Lors de sa conférence téléphonique avec les investisseurs le 28 octobre, le président-directeur général de MDL, le capitaine Jagmohan Kamath, a souligné la maturité du projet : « Les négociations commerciales avec le MoD ont été terminées il y a quelques mois et le projet est en phase d’approbation. Nous n’avons pas reçu de mise à jour depuis, mais nous restons confiants quant à la signature du contrat P-75(AS dans les prochains mois ». Cette déclaration confirme des déclarations antérieures de juillet 2025, lorsque MDL avait indiqué que les négociations pour ces sous-marins supplémentaires étaient « achevées et soumises », préparant ainsi le terrain pour finaliser dans l’exercice 2025-26 à la fois P-75(AS) et le projet parallèle P-75I.

Le design de ces sous-marins s’inspire directement des quatre unités brésiliennes de la classe Riachuelo, construites sous un contrat de 2009 avec Naval Group d’une valeur de 10 milliards de dollars, incluant un transfert technologique. Ces bâtiments de 1 900 tonnes, commissionnés à partir de 2022, présentent une coque allongée pour augmenter la capacité de charge utile, mais sans système AIP. La version indienne intégrerait en revanche la propulsion indépendante de l’air conçue par la DRDO, plaçant New Delhi en position de futur exportateur potentiel de cette technologie. À ce titre, une visite en septembre 2024 de l’amiral Marcos Sampaio Olsen au Laboratoire national de recherche de la marine indienne (NMRL) avait témoigné d’un intérêt mutuel, explorant la possibilité pour l’Inde de proposer un retrofit de leurs sous-marins brésiliens avec le système AIP indien, illustrant des coopérations croissantes dans le cadre du Sud global.

Pour P-75(AS), la part de contenu indigène devrait grimper à 60 %, soit le double du premier lot, incluant le système de gestion de combat DRDO, des torpilles lourdes et des contre-mesures. Naval Group a déjà investi plus de 100 crores dans les ateliers de MDL pour la maintenance et les pièces détachées, tout en collaborant à la qualification du système AIP depuis 2023. L’augmentation du coût par rapport au P-75 initial (triplé à 36 000 crores) s’explique par l’inflation, la taille plus importante des coques et ces améliorations, mais n’inclut pas encore les frais liés à l’intégration de l’AIP.
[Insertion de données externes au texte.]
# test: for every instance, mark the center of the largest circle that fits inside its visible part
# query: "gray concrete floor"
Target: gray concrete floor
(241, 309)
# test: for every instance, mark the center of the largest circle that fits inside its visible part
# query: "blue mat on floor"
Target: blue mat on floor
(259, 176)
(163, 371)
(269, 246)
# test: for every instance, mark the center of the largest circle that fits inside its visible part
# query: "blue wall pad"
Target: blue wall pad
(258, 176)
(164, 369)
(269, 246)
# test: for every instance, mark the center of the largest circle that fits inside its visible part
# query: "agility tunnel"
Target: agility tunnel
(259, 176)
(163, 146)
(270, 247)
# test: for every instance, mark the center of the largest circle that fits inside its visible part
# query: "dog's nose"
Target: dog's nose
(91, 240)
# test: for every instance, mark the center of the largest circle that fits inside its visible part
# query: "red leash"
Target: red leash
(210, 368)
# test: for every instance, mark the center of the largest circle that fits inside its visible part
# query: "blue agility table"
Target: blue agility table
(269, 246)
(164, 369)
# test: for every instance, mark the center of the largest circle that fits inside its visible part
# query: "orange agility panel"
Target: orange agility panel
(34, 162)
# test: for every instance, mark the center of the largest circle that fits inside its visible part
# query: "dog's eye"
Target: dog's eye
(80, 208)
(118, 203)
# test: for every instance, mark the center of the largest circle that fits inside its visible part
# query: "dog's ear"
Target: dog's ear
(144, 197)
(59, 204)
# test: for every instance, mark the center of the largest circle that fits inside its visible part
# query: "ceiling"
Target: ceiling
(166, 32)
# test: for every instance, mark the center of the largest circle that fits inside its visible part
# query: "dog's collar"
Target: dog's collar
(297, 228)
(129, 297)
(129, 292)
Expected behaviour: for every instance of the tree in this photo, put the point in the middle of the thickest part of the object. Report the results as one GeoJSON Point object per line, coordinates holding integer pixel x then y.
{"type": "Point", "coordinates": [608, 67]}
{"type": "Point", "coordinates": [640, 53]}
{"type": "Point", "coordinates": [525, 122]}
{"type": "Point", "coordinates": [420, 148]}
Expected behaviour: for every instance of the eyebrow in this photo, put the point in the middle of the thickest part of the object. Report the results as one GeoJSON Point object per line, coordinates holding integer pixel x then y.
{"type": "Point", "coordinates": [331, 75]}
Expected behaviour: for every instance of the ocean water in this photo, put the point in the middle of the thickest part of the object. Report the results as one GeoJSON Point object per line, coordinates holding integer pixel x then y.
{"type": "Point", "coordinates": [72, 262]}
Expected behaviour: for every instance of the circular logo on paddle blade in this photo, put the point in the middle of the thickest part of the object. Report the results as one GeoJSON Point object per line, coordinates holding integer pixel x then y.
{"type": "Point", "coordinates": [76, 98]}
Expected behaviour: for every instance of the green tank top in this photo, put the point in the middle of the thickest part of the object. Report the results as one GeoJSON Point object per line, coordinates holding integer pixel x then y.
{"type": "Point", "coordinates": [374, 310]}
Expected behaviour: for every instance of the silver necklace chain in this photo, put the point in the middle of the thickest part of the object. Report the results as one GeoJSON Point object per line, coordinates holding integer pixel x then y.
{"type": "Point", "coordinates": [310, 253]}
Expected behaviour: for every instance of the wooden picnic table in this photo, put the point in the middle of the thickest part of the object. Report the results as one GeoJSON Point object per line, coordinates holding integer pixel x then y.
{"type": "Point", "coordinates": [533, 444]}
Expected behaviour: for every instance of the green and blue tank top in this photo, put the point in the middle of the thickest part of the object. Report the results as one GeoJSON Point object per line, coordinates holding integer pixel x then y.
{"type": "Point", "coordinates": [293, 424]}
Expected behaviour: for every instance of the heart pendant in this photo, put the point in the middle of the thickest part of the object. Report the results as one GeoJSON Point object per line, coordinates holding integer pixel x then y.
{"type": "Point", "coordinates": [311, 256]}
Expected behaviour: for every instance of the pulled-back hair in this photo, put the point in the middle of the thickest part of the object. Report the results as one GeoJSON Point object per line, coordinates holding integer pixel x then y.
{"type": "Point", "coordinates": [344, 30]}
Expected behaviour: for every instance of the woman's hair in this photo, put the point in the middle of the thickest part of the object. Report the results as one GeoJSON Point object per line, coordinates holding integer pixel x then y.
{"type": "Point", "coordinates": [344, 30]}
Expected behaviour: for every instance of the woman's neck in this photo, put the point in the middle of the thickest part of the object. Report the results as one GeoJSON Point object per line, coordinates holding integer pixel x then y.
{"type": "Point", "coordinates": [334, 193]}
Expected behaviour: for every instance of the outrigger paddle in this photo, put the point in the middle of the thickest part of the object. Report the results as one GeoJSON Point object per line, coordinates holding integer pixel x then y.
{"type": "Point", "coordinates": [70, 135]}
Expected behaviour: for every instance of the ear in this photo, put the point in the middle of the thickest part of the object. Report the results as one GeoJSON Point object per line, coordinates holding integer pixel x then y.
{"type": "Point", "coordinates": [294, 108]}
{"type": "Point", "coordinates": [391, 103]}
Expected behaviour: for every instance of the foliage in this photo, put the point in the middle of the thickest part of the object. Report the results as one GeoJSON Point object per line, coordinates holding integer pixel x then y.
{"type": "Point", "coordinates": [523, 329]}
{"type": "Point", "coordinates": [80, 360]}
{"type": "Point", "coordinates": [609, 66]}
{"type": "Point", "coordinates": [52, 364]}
Malgré ces avancées, des reportages récents ont accentué les doutes. Des médias comme India Today et The Print laissaient entendre en juin-juillet 2025 que le MoD pourrait abandonner P-75(AS) pour accélérer le programme P-75I, d’une enveloppe de 70 000 crores, prévoyant six sous-marins équipés de systèmes AIP avancés avec ThyssenKrupp Marine Systems (TKMS) d’Allemagne. Ce repositionnement, motivé par des impératifs budgétaires et la volonté de privilégier des conceptions neuves plutôt qu’évolutives, pourrait mener à une réallocation des ressources vers les unités dérivées du Type 214, dont les négociations entre MDL et TKMS ont débuté en septembre 2025, après une approbation par le Cabinet en août.

Les détracteurs craignent que l’ajout des Scorpène, bien plus rapides à livrer (premier navire attendu en 2030), ne perde toute pertinence face à la chronologie plus lointaine de P-75I, prévue pour le milieu des années 2030. Un proche du ministère indiquait à India Today : « La proposition de la Marine de répartir P-75I entre des chantiers comme MDL et Larsen & Toubro pour accélérer la mise en service témoigne de l’urgence — pourquoi diluer l’attention sur une plateforme héritée ? ». Par ailleurs, avec un contenu local exigé de 45 à 60 % dès le départ sur P-75I, un écosystème industriel national renforcé par la DRDO et le secteur privé pourrait rendre P-75(AS) moins indispensable.

MDL, pour sa part, rejette ces prédictions pessimistes. En août 2025, le chantier avait démenti toute interruption des négociations auprès des marchés financiers, contredisant les rumeurs de veto de la commission de sécurité du Cabinet. Le capitaine Kamath a réaffirmé en novembre que P-75(AS) serait signé dans l’année financière en cours, avec P-75I, possiblement d’ici à mars 2026, ajoutant ainsi neuf sous-marins à la flotte indienne et consolidant la position dominante de MDL dans la construction sous-marine.